Northern Ireland’s Department of Justice is taking a “wholly unfair” approach to the personal injury discount rate, the Association of Personal Injury Lawyers (APIL) has said.

The Department recently launched a consultation on how the discount rate or “real rate of return”, used by the courts to determine the size of personal injury awards, should be set.

Oonagh McClure, Belfast solicitor and APIL officer, said: “It is absolutely critical that the Department of Justice gets this right, otherwise the impact on people who have been injured through no fault of their own could be catastrophic.”

The consultation document includes the Department’s view that although claimants should be “assumed to be more risk averse than ordinary investors”, the discount rate should “reflect more closely how they invest in reality, so as to better protect against the risk of over-compensation”.

Ms McClure said: “When the discount rate is too high, as it is currently, the consequences for people with severe injuries can be dire. People face running out of money. They must take bigger and bigger risks when investing their compensation to try to make the money last for the rest of their lives.

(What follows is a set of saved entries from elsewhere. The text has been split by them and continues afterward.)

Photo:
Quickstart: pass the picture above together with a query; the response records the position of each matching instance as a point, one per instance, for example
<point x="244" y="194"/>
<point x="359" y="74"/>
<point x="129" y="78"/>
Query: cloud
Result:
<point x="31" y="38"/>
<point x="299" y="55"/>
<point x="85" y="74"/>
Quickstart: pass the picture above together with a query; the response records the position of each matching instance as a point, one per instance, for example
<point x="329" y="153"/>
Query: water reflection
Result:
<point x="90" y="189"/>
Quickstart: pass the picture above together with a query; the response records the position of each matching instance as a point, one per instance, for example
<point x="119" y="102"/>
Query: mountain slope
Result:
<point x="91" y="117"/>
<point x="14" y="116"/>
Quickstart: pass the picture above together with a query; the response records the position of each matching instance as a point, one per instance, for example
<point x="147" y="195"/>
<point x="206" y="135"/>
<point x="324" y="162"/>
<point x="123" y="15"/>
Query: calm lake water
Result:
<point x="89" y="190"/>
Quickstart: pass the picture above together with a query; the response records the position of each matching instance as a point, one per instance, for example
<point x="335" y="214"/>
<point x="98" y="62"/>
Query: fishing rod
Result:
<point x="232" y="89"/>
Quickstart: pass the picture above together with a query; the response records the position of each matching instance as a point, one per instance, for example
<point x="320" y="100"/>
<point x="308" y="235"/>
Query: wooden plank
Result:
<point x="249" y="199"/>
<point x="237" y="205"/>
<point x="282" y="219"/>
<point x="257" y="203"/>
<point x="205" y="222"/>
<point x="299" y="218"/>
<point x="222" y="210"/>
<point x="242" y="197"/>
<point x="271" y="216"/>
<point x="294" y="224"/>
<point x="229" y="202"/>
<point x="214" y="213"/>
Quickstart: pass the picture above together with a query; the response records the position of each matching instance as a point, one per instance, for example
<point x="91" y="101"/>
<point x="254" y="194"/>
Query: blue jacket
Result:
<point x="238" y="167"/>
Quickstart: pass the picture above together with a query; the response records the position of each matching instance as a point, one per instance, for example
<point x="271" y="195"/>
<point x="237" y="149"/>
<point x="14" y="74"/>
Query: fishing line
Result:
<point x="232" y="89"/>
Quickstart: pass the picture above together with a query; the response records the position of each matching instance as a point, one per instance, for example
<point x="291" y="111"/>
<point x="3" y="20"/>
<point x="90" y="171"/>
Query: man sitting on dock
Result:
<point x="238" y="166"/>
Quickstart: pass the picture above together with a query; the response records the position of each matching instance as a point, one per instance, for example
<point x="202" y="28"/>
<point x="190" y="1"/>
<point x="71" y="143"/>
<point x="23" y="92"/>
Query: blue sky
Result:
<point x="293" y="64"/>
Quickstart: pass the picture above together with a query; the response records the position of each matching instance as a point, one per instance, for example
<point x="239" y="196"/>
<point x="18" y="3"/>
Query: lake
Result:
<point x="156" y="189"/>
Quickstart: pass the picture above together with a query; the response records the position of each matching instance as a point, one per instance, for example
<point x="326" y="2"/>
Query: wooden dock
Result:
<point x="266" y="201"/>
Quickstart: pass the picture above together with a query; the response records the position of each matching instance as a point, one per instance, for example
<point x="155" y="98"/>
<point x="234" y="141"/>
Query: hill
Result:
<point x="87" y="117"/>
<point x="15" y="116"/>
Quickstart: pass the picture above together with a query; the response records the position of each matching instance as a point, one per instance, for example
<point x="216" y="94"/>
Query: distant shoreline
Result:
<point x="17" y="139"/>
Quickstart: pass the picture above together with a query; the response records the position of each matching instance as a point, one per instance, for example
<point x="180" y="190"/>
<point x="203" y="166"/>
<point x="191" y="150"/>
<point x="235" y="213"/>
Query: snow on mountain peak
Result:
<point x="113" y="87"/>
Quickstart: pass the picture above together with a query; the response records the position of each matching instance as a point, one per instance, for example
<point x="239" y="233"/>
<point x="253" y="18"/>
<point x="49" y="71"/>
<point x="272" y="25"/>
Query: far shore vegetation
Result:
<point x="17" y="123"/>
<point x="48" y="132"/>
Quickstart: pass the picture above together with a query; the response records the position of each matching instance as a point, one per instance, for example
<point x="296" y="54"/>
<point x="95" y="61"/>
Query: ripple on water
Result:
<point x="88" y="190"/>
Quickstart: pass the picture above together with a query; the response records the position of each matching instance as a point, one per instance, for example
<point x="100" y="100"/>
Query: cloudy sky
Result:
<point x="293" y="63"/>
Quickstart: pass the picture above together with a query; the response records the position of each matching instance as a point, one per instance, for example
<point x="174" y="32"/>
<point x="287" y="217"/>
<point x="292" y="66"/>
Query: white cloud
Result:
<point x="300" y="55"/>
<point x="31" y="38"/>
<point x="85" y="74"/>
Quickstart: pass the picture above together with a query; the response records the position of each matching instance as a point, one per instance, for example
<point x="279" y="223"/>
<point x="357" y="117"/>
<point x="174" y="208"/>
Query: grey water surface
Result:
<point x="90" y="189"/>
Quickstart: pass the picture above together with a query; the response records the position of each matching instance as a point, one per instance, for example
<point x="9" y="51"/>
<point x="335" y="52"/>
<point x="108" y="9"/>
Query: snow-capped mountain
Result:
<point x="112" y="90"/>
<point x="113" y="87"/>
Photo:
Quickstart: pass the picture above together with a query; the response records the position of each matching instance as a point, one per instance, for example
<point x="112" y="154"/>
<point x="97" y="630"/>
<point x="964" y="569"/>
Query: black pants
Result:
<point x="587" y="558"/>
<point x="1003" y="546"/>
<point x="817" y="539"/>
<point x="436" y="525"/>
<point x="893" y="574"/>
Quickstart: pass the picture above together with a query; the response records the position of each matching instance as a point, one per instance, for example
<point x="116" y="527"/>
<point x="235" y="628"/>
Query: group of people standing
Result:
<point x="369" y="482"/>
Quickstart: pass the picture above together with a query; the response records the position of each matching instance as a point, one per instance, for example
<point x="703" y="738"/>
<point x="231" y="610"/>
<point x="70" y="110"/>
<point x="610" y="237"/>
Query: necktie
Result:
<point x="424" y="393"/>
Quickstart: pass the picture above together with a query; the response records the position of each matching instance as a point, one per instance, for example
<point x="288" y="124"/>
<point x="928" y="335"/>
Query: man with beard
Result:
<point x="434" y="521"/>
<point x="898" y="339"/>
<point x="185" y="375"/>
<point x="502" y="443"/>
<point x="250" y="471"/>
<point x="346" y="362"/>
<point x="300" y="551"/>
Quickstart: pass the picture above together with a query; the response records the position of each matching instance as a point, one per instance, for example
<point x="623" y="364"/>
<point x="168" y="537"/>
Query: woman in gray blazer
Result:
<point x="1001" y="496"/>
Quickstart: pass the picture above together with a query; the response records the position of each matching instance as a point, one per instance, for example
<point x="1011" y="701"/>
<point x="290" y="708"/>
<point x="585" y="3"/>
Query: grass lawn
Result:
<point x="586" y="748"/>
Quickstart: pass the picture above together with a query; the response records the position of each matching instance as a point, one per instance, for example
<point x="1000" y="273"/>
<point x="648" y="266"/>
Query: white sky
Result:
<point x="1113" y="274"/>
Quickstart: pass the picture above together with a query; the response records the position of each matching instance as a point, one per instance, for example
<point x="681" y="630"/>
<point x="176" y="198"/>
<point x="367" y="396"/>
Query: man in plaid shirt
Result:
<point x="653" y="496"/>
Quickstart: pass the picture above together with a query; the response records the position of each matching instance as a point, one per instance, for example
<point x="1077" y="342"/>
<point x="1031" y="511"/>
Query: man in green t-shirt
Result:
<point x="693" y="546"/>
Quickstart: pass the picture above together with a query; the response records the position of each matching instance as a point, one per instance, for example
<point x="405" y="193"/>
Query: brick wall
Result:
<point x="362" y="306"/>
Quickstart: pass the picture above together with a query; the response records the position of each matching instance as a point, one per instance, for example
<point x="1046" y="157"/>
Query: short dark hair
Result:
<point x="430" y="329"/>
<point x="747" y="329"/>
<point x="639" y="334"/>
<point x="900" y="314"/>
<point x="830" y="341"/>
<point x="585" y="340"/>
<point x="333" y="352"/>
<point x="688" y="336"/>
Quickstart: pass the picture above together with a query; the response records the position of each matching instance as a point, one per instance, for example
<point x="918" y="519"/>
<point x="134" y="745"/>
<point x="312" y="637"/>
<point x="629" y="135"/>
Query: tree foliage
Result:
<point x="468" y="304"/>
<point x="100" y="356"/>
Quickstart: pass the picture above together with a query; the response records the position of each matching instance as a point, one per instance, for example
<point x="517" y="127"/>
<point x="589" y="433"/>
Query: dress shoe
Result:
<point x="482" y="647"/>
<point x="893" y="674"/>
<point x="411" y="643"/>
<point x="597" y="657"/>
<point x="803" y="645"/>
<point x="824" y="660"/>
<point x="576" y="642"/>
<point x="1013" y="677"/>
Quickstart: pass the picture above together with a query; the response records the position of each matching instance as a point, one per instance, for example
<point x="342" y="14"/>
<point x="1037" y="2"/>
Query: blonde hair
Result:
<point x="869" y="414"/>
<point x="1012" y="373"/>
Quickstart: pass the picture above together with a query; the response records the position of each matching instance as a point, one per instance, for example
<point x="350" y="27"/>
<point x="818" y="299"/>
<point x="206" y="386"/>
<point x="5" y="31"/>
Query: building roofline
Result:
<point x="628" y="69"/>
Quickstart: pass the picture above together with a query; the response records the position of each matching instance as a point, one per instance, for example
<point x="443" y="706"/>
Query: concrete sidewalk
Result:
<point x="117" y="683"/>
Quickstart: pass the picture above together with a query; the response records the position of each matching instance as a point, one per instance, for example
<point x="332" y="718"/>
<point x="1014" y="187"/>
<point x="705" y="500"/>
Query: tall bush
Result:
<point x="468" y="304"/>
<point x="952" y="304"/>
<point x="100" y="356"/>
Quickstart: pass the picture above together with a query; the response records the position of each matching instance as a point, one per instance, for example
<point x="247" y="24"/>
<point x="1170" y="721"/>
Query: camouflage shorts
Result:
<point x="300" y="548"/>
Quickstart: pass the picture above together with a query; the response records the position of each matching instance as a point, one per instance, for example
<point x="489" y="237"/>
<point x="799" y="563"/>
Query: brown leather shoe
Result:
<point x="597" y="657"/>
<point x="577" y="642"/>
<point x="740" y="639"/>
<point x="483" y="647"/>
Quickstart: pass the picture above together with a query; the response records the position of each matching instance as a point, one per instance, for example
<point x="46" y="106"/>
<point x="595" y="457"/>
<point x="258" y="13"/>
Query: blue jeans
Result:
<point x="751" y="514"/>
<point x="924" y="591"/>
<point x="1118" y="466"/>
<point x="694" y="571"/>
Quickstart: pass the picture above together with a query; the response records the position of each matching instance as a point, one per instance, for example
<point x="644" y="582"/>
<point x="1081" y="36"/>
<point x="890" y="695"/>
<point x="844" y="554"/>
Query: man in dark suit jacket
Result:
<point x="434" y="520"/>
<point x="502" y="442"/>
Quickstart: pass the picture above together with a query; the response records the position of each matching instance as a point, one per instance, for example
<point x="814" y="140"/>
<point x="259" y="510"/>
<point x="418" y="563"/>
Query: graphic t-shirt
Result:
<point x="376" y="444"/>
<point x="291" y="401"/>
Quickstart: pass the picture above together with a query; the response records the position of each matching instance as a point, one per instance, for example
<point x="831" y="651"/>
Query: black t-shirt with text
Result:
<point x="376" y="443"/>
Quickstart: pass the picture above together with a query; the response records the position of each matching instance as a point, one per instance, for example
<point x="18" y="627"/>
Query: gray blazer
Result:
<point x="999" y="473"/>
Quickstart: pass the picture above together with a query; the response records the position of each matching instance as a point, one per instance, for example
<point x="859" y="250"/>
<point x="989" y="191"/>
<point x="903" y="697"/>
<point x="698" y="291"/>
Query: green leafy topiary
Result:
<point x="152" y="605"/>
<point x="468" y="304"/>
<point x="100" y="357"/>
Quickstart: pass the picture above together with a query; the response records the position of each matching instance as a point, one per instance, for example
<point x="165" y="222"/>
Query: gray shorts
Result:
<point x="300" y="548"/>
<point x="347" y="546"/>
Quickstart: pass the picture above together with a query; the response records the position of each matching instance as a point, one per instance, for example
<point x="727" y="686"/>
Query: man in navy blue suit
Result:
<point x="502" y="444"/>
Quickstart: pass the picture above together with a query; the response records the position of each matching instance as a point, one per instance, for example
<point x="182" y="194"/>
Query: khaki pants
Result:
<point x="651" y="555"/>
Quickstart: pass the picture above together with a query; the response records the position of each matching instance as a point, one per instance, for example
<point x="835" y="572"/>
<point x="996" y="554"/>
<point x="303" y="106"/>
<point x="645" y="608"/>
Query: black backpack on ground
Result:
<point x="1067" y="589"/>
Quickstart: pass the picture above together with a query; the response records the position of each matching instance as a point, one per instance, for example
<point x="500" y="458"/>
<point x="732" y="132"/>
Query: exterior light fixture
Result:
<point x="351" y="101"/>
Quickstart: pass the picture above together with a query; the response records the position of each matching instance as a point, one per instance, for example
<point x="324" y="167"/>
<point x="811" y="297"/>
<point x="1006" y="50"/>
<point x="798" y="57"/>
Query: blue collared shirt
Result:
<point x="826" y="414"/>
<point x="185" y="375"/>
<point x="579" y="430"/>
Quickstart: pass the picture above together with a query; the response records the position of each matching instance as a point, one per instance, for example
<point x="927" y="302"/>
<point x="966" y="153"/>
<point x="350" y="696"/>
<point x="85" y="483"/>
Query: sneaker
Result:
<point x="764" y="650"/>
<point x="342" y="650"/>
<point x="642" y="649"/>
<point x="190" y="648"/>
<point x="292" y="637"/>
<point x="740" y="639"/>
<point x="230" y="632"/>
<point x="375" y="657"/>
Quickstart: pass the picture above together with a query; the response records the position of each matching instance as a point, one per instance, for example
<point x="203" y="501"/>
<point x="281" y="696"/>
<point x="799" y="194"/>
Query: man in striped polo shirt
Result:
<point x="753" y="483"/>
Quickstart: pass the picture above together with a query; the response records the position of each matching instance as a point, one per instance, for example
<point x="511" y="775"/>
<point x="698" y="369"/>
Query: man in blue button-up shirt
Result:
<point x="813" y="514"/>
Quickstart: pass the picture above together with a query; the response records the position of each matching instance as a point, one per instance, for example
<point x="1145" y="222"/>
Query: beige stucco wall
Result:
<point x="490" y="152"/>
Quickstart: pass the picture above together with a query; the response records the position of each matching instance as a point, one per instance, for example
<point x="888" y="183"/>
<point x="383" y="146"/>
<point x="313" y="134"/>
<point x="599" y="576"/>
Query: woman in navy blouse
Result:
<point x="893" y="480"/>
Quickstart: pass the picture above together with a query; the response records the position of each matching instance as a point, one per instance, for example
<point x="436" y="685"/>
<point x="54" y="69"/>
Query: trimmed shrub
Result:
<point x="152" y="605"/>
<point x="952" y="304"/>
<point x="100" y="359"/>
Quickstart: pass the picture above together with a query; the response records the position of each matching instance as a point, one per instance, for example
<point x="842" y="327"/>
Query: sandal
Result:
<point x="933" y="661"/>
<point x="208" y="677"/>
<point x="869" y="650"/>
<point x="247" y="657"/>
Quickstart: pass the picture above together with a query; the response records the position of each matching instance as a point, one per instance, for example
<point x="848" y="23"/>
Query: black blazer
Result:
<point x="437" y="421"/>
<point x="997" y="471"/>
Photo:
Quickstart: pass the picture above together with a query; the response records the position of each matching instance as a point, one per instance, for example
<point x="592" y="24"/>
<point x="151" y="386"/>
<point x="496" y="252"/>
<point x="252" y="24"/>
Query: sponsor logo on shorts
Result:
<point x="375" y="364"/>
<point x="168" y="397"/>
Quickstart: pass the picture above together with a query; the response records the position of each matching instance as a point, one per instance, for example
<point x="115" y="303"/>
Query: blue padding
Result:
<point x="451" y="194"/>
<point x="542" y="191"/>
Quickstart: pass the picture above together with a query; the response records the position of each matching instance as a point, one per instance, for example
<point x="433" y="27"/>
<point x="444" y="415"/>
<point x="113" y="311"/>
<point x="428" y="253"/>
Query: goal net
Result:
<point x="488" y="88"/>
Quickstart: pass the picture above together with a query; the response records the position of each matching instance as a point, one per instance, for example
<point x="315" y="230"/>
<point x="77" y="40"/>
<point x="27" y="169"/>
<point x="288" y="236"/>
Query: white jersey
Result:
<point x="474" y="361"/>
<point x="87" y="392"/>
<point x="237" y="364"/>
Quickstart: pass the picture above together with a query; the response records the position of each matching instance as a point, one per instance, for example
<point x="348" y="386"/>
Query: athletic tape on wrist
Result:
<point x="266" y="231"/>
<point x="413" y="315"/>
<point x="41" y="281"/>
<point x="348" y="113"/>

“These are people who perhaps cannot walk any more, or babies with brain damage suffered at birth, or people who need help with basic daily tasks.

“In its new consultation paper, the Department of Justice considers that injured people should take bigger risks when investing their compensation.

“This is wholly unfair. Compensation is the only lifeline for people who rely on it to pay for their care for life. Most of them will never again be able to work to earn more money. The compensation is all they will ever have. They don’t want to take risks, and should not be forced to do so.

“Northern Ireland is already lagging behind the rest of the UK, with a rate which hasn’t changed for nearly 20 years and is far too high. Injured people are being under-compensated. The need for the minister to get this right is desperate and urgent.”